Epicly balanced, slow types of plots are most noticeable against the backdrop of turbulent eras, inclining literary creativity towards a dramatized and dynamic depiction of reality. Just by their appearance against this background, they sometimes pursue a special goal: to remind of the deeply harmonious, calm flow of the world, in relation to which the strife and chaos of modernity, all this vanity of vanities are depicted only as a tragic falling away from the eternal foundations of life and nature or from traditional foundations national existence. Such are, for example, “Family Chronicle” and “Childhood of Bagrov the Grandson” by S. T. Aksakov, “Oblomov” and “Cliff” by I. A. Goncharov, “Childhood, Adolescence and Youth” by L. N. Tolstoy, “Steppe "A.P. Chekhov. To the highest degree, these artists are characterized by the precious gift of contemplation, loving dissolution in the subject of the image, a sense of the significance of the small in human existence and its connection with the eternal mystery of life. In the plot frame of such works, a small event is enveloped in such a richness of perception and such a freshness of it, which are accessible, perhaps, only to the spiritual vision of childhood.

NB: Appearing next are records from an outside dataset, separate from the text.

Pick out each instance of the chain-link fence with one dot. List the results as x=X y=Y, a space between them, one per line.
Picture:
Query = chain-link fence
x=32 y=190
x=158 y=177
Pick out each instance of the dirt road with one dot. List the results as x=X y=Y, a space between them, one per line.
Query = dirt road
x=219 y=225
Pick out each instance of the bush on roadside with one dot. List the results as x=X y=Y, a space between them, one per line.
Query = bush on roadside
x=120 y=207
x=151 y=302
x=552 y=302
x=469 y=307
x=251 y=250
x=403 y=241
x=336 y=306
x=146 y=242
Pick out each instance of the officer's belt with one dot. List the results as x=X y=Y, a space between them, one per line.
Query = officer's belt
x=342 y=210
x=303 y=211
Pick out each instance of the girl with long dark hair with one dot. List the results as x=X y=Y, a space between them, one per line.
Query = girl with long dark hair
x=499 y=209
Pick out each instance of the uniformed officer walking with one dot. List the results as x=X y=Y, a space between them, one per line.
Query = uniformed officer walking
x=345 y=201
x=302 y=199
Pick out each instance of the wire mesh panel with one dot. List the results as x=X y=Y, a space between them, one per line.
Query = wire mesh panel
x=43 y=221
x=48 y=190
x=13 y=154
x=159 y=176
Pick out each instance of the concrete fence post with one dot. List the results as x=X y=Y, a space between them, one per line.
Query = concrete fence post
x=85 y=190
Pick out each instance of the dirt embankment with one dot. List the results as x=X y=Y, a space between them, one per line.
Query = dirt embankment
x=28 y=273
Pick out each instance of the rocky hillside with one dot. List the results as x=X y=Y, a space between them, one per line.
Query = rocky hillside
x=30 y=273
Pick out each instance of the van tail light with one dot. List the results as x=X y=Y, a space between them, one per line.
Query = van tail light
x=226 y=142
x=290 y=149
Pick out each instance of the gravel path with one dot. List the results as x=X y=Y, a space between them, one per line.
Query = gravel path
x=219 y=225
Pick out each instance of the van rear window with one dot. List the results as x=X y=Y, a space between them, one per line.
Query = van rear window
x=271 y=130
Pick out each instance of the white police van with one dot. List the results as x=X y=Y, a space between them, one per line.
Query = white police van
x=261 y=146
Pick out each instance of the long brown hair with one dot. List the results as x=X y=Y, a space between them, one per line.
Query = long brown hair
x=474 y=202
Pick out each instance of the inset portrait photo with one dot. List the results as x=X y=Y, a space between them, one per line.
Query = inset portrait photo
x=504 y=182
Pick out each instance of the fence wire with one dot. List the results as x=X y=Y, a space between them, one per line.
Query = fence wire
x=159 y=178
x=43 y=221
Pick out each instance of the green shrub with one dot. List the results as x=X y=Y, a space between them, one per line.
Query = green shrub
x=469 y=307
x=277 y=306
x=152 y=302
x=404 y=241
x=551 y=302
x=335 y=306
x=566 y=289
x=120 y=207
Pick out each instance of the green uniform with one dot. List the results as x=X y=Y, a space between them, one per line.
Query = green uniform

Finally, there are types of plots in literature in which the temporal duration of an event is either “compressed” or reversed. In both cases, this is accompanied by a slowdown in the pace of events: the event is, as it were, recorded through "slow motion" Images. Seemingly homogeneous and whole, in such an image it reveals many “atomic” details, which themselves sometimes grow to the size of an event. L. N. Tolstoy has an unfinished sketch called “Stories of Yesterday,” which the writer intended to reproduce not only in the full scope of what happened, but also in the abundance of its contacts with the fleeting “breaths” of the soul. He was forced to leave this plan unfinished: one day of life, caught under the “microscope” of such an image, turned out to be inexhaustible. Tolstoy’s unfinished experience is an early harbinger of the literature that in the 20th century will be aimed at the “stream of consciousness” and in which events, falling into the psychological environment of memory and slowing down their real pace in this environment, bring to life a demonstratively slow flow of the plot (for example, “In Joyce's Search for Lost Time).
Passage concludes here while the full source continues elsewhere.